' ' Cinema Romantico: Cinema Romantico's Cannes Brûlé Palme

Wednesday, May 29, 2019

Cinema Romantico's Cannes Brûlé Palme

The 72nd Cannes Film Festival concluded this past weekend. There were, per reports, possibly up to twenty-nine masterpieces screened. And while Antonio Banderas won Best Actor for “Pain & Glory”, and while Willem Dafoe’s turn in “The Lighthouse” was equally lauded, Taron Egerton nevertheless emerged as pre-Pre Best Actor Favorite for playing Elton John in “Rocketman” because byzantine Best Actor rules dictate that all Best Actor winners come from musical biopics. I didn’t make the sytem, people. You can write your local representative at The Academy of Motion Picture Arts and Sciences.

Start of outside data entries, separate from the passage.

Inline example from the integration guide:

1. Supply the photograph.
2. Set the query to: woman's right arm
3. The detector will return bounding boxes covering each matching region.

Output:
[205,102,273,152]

But then, none of that interested Cinema Romantico which, once again, was unable to attend the south of France cinematic carousal because, once again, the only outlet willing to give us accreditation was Horse & Hound. Still, that does not prevent us, just as it never prevents us, from bestowing our non-celebrated, un-exalted Brûlé Palme, this blog’s variation on Cannes’ prestigious Palme d’Or, awarded each year to Cinema Romantico’s favorite Cannes Film Festival attendee. Last year’s Brûlé Palme was cancelled in deference to Asia Argento respectfully making it real, and there were attendees this year who made it real too. But we didn’t feel like canceling the award in 2019. No, in realizing we’ve only got, what, twenty, thirty good years left of the red carpet not being underwater, we felt like reveling in the glorious silliness of the whole shindig. That’s why, following in the footsteps of past winners such as Kylie MinogueBill Murray, and, of course, her eminence, Nicole Kidman, this year’s recipient of Cinema Romantico’s faux-illustrious Brûlé Palme is Marion Cotillard.

Don’t get the blog wrong, we appreciated Margot Robbie flouting red carpet protocol by sporting sequined trousers like a disco Katharine Hepburn, and the blog totally dug Charlotte Gainsbourg making Saint Laurent, of all things, feel like casual Friday at Cannes. But ultimately, it was Cotillard, arriving for a screening of “Matthias Et Maxime” by breaking Cannes etiquette, as Vogue notes, by exposing her abs with a crop top and pair of black shorts paired with, as W advises, a Balmain kimono and leather peep-toe boots that won the Burned Palm of our heart. This was not, however, Come As You Are, a la Sharon Stone’s infamous Gap t-shirt at the 1995 Oscars, product of an emergency rummage through the closet, but Come As You Feel Like It, creating a rift in the fashion universe, walking the red carpet like she was strolling along a south of France beach boardwalk. And no doubt if she was strolling along a south of France beach boardwalk she would have made it look like a wooden red carpet, a multi-purpose elegance, if you will, where she’s half-a-second away from running in the sand or gliding through a swank soiree, so effortlessly, enchantingly blurring the lines between leisure and glamour that she gives hope to all us rubes that fashion transformation is one accessory away.